2
Cela faisait maintenant deux ans qu’ils se revoyaient. Ils s’étaient perdus de vue après le bac, chacun partant faire son BTS ailleurs. Pourtant…
Autant reprendre depuis le début, le tout début !
Patrice se revoyait débarquant au lycée agricole ; quinze ans et naïf de tout. Beaucoup se connaissaient et s’étaient mis ensemble aux tables. Ils faisaient partie des solitaires, se retrouvant assis autour de la même table, sans raison. Vaureilles, la grande gueule qui s’était déjà fait remarquer, commença :
— Moi, c’est Vaureilles ! Et toi ? En désignant son voisin.
Chacun se présenta, avec son nom, parfois le bled d’où il venait. J’avais eu mon tour, avec « Mozel, de Lalblanc ». Le dernier ne fit que se nommer :
— Jacques.
De toute évidence, il était un fils de bourge, pas un cul-terreux comme nous ! Ils devaient être cinq ou six, sur notre promotion d’une petite soixantaine de gusses, avec le teint moins cuit, des mains moins épaisses, comme tous les citadins. Ses cheveux de rouquin et ses taches de rousseur suffisaient à montrer qu’il n’était pas à sa place parmi nous. Vaureilles embraya :
— Ton truc, là, c’est pas un machin de pédé ?
Il désignait un pin's avec des bandes de couleurs.
— Peut-être !
Vaureilles n’avait pas renchéri, même si on avait tous ressenti son envie de dire quelques vérités sur ces comportements. Il était peut-être encore un peu intimidé ?

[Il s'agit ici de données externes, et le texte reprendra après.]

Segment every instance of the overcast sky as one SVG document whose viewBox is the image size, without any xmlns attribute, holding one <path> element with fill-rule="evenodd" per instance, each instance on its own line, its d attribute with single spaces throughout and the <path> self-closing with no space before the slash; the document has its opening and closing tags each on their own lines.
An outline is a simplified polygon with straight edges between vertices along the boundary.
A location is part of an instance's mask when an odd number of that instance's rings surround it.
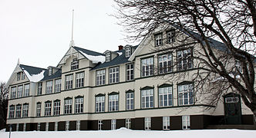
<svg viewBox="0 0 256 138">
<path fill-rule="evenodd" d="M 0 81 L 20 64 L 56 66 L 69 48 L 72 10 L 75 45 L 104 52 L 128 44 L 113 0 L 0 0 Z M 136 44 L 136 43 L 130 44 Z"/>
</svg>

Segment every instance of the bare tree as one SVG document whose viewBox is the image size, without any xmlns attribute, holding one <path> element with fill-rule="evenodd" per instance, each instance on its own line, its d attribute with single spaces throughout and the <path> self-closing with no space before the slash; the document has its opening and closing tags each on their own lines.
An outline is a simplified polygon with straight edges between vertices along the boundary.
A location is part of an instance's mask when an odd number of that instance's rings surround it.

Patrice n’avait pas fait attention en m’installant au dortoir, mais Jaques occupait le lit à côté du sien. Les deux classes étaient mélangées dans cet immense hall, découpé en petits box de quatre. Les années suivantes, chaque élève aurait sa chambre, mais les travaux de rénovation n’avaient pas encore aménagé leur couchage. Jacques était dans l’autre classe et, en le reconnaissant, il lui fit un grand sourire, plutôt sympathique. Il vint vers lui, la main tendue :
— Jaques Maurin !
— Patrice Mozel !
— Apparemment, les lits ont été triés par ordre alphabétique !

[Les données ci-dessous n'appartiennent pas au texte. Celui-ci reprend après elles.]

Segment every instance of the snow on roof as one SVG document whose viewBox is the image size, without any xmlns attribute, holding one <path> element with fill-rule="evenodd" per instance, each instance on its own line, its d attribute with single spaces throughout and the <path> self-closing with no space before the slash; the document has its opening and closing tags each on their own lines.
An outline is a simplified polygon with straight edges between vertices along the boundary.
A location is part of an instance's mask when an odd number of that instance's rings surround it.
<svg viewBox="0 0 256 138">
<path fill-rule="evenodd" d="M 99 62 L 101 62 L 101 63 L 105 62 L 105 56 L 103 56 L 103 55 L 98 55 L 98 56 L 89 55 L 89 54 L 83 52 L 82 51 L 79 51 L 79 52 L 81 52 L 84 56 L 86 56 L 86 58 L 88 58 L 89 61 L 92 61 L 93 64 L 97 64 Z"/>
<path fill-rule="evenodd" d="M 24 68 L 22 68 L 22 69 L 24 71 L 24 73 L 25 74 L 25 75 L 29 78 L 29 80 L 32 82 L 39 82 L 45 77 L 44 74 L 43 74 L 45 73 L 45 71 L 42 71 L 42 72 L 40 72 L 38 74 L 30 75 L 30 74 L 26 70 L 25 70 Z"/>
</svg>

Sans rien ajouter, il commença à se déshabiller sans façon. Patrice hésitait, n’ayant aucune habitude des collectivités et retenu par une certaine pudeur. À le regarder, le petit bourge ne paraissait pas très costaud, avec ses membres fins, même s’il bougeait avec une certaine agilité. Quand il tomba son jeans, son mini slip fit ouvrir la bouche du fils de paysan : comment pouvait-on porter un tel sous-vêtement, comme ceux des filles ? Plus exactement, comme il imaginait ceux des filles, car il n’en avait encore vu aucun !
Jacques se préparait à aller se laver les dents.
— Tu me matais ?
Patrice sentit la peau de son visage chauffer.
— Non, non, excuse-moi ! J’étais dans la lune… Ça m’arrive !
— Dommage !
Ces petites phrases, comme celle du midi, étaient exaspérantes, car impossibles à comprendre. Patrice se dépêcha de se changer, de se brosser les dents et de s’enfiler sous les draps.
— Bonne nuit, Patrice !
— Bonne nuit, Jacques.
Le ton, un peu trop amical, laissa une gêne. Ce garçon n’était ni déplaisant ni repoussant, si ce n’était le petit arc-en-ciel agrafé à son pull. Patrice connaissait la signification de ces six bandes. Jacques était-il un homosexuel ? Et si oui, pourquoi avait-il besoin de l’afficher ? Apparemment, ce garçon ignorait tout du monde paysan, plutôt traditionnel et hostile aux déviants. Patrice allait devoir vivre avec cet énergumène à ses côtés pendant une année entière ! « Pourvu que ce ne soit pas contagieux ! » s’amusa-t-il pour se rassurer.